しかし、彼女はまるで初めてのおもちゃを与えられたように笑っている。


 リノは、彼女が幼いころに夢みた未来を手に入れることができるのだろうかと考えていた。どうやらこの様子では、遠い未来の事になるかもしれない。


【旧アンドロマキア帝都】


「聞いた? また、戦争が始まるそうよ」


「聞いたわ、今度はうちの隣とじゃなかった? なんて名前だったかしら」


 こういう与太話も、平和がもたらす恩恵だ。


「そうよ、怖いわよね」


 そのうちの一人が話を終えたタイミングを見計らって声をかけた。


「すいません、この辺りに宿はありますか?」


「ちょっと、お兄さん。旅人なの?」


 まあ、旅人かどうかと聞かれたら答えは違うが、面倒なのでそう答えるしかない。

 ただ、はっきりと言う嘘は嫌いだ。


「ええ、諸国を巡って詩を詠んでおります」


「ここはやめた方が良いわよ。もうすぐ戦争が始まるかもしれないから」


「なるほど、ご忠告ありがとうございます。テグス、トーポリー、このまま帝都に向かおう。ここは危険だそうだ」


「かしこまりました」


【南部戦線レジスタンス陣内】


 そして、南部でも戦闘が始まる。


「ハクライさん。おそらく、ナナさんの部隊と敵部隊が接触しました。応援は?」


「別にいらないといわれているから待機」


「しかし……明らかに人数が」


 トロンとアストラムは合計三万の大部隊。対するこちらはハクライが率いる部隊を合わせても五千、そのハクライは戦闘に参加せずに街道の封鎖のみ指示されている。どうかんがえても、おとりに使うのは多い。

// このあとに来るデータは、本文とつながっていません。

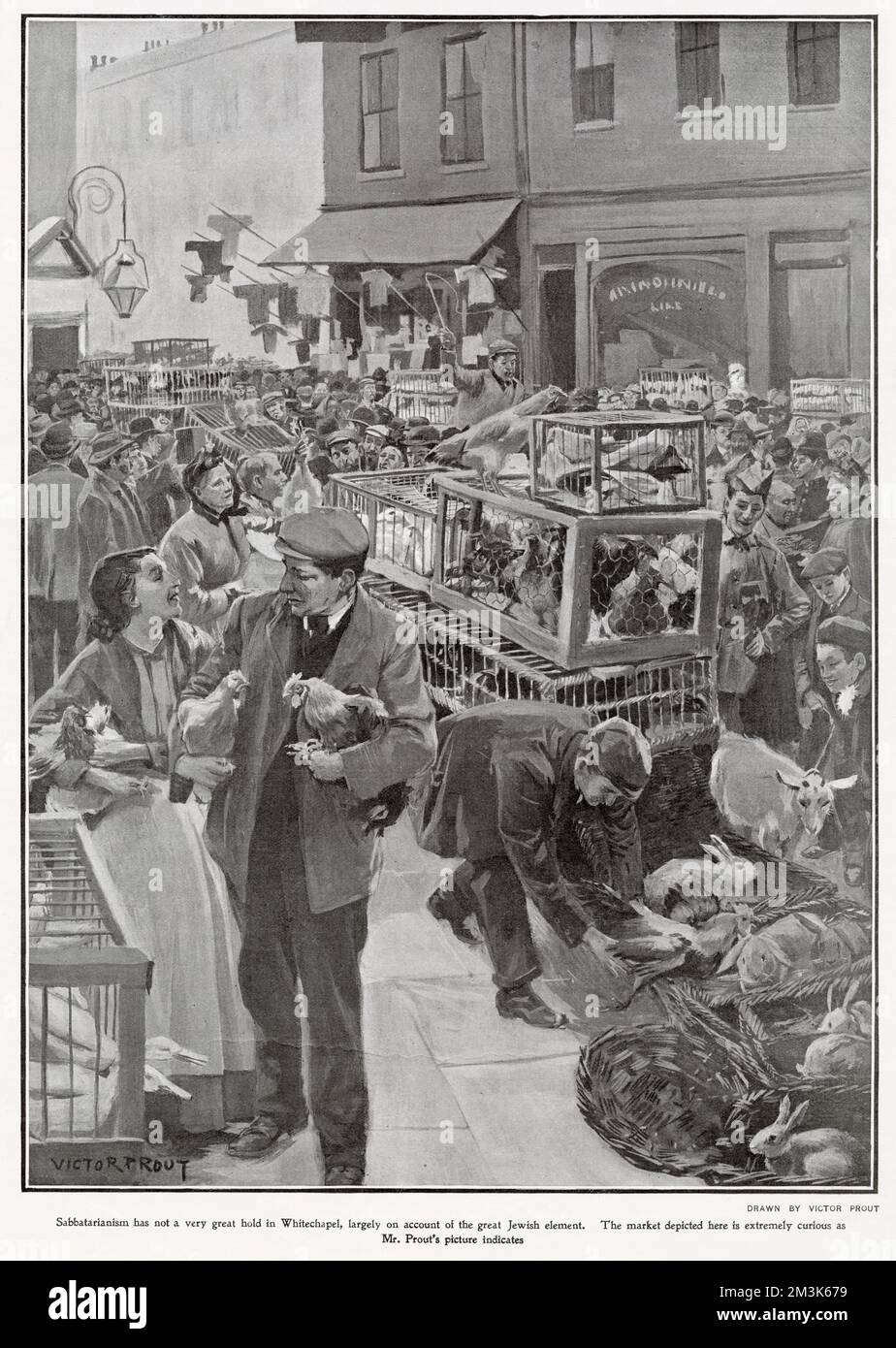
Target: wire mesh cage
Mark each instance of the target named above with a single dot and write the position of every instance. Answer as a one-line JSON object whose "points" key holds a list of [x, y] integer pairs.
{"points": [[836, 397], [241, 435], [578, 590], [398, 510], [469, 662], [86, 1027], [422, 393], [173, 351], [138, 387], [602, 463], [677, 386]]}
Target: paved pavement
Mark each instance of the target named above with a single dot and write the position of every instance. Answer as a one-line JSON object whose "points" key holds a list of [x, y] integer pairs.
{"points": [[459, 1096]]}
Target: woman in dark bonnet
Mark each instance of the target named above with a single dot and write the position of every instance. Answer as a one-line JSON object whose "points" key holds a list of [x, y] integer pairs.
{"points": [[165, 892], [207, 550]]}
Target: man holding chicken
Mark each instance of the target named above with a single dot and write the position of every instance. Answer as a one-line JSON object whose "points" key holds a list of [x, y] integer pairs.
{"points": [[291, 840]]}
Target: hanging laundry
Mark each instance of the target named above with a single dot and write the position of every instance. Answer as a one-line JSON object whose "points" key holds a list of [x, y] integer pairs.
{"points": [[481, 282], [379, 283], [258, 303], [198, 287], [209, 252], [229, 228], [270, 334]]}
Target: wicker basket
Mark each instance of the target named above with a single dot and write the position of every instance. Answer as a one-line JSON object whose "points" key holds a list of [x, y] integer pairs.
{"points": [[685, 1095]]}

「いいのよ。私なんかよりもよっぽど死線をくぐってきた天才指揮官なんだから」


 ハクライは信じていた。ナナの力を。あの、魔法なんかよりもよっぽど恐ろしい内に秘めたる狂気を。彼女の持つその力を。


 ナナが持つ最も古い記憶に映る光景は、確かボードゲームだった。駒が人の手によって操られ、制限がある中でどのように動かして相手の大将を落とすか。いかに効率的に、いかに被害を少なく、いかに素早く。いかに、強く。


 その対戦を誰がやっていたのかは覚えていない。ルールを理解した今ならわかるけれど、ナナからみて右側の人はあまりこのボードゲームは上手じゃなかったのだろう。彼はいわゆる悪手を、五巡目から打っていた。それでは、迷路にはまって次も悪手を打つしかない。


 しかし、左側の人はうまかった。ただ強いわけではない。


 強さだけなら、現在のナナは記憶の中にいる彼を超えることができるだろう。


 しかし、そうではない。それは単なる力比べでは無いという証明だった。うまく言語化できないが、ナナと彼が対戦しても、きっとナナは十回に一回も勝てない。


 おそらく彼なら、少数で山に登る。ナナの指針だ。